Casi a punto de ver el triunfo de la candidatura mayoritaria, lo consideran imposible. Son incapaces de verse ganadores. Su rechazo al sistema es infantil.

Disparan hacia otra parte. No apuntan a la partidocracia.

La simulación desvirtuó la figura de las candidaturas independientes. Todo tipo de “candados” las impidieron. Esa fue la causa de que Marichuy quedase fuera de las boletas. No se diga la inexistente presencia de uno o varios partidos de los trabajadores.

La simulación hace posible que un demagogo sea visto por muchos millones como el salvador, el redentor, aunque esté rodeado de múltiples judas.

La casta dominante se distribuye en todos los partidos franquicia, sin pudor alguno.

Oligarcas de empresas subsidiarias de Odebrecht aparecen como defensores radicales de Pemex.

Eternos integrantes de gobiernos priistas y hasta panistas se disfrazan de demócratas.

Voraces millonarios se presentan como defensores de “los pobres”.

Toda la partidocracia practica la “puerta giratoria”, entran como miembros de un partido y salen como miembros de otro; ingresan al gobierno como parte de la “sociedad civil” y regresan como jefes de partidos.

Toda esta tragicomedia se ha degradado a nivel de chotis.

La decadencia de las siglas del partido dominante por un siglo lo obliga a disfrazarse. También se produce un travestismo que puede simular su aparente extinción, mediante una nueva vestimenta. Hemos visto cómo brincan de un partido a otro todo tipo de grotescos personajes.

La decadencia y la simulación han propinado golpes mortíferos a una larga travesía de luchas antiautoritarias, libertarias.

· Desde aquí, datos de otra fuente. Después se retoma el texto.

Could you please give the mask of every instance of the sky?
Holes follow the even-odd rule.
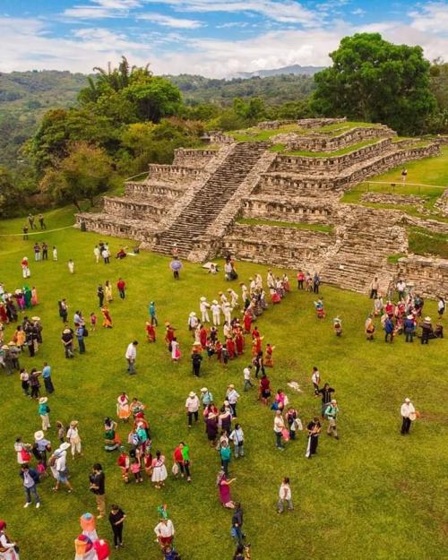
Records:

El Estado de la partidocracia y sus personeros no se detienen ante nada y pueden aparentar ser fervorosos admiradores de esas luchas. Ya empiezan a derramar lágrimas de cocodrilo por la generación del 68.

Gritan “al ladrón al ladrón” ante sus pares, que se han enriquecido mediante la acumulación más rápida y obscena posible: el atraco a las arcas públicas.

La partidocracia es el verdadero fraude.